Fortunately for New York residents, many of the crimes that were designated as “qualifying offenses” were ones in which there was sexual exploitation, violence, and the threat of violence. With these qualifiers, it’s fairly clear that the crimes that were re-qualified are ones in which there is an element of public safety risk. However, for the 846 victims of crime in New York immediately after the bail bonds reform, this adjustment may feel like too little, too late. Plus, the United States Supreme Court has consistently ruled on multiple occasions that the pretrial detention in cases where the defendant poses a threat to public safety is permissible – a ruling that many New York judges may likely cite.

This ruling, and the laws in many other states, including Connecticut, are based on the presumption that the crime with which a defendant is a charge is an indicator of whether or not they’ll re-offend after their initial arrest. However, some studies posit a different theory.

This theory, based on a study by the Center for Court Innovation, revolves around using a validated algorithmic risk assessment tool (RAT). This computerized analytic tool calculates the risk factor of releasing a defendant based on certain factors including criminal history and age. The study demonstrated the accuracy of the tool, and that accuracy was consistent across all racial groups. This result is in direct opposition to those who claim that a racial basis is built into the algorithms. This argument is one that many make when talking about the cash bail bonds system in New York. While New York often relied heavily on cash bonds (as opposed to remand or electronic monitoring), the criticism that the bail bonds system is inequitable was what prompted the reforms – that and the outbreak of Covid-19.

Now that we’ve looked at New York’s recent history with bail bonds reform, what are the implications for Connecticut? For one, the legislature has a responsibility to protect the safety of the public, and this means preventing crimes from being committed. However, there is also the notion that those accused are innocent until proven guilty, and that incarceration prior to enhancing may infringe on that right.

Currently, the bail bonds system in Connecticut is under review, and Alex Tsarkov, the executive director of the Sentencing Commission, says that this evaluation is “vital.” But what will this mean for Connecticut residents?

Judges in Connecticut can’t detain those accused unless they set a very high bail bond.
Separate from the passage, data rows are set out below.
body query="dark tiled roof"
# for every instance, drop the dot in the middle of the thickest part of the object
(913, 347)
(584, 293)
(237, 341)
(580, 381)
Unlike some states, such as New Mexico, Connecticut prosecutors don’t have any other way of ensuring that a defendant remains in custody prior to trial, no matter what crimes they are charged with. Considering that the only recourse judges have to restrict violent offenders from the general public is a high cash bond, it’s important that Connecticut lawmakers carefully plan alternatives before making possible bad bail reform measures.

Connecticut bail bonds aren’t going anywhere, even though Connecticut bail reform in front of the state’s legislature. Many people in the state consider bail reform and CT public safety to be of primary concern, and there are many people who have a vested interest in ensuring that public safety in CT is maintained.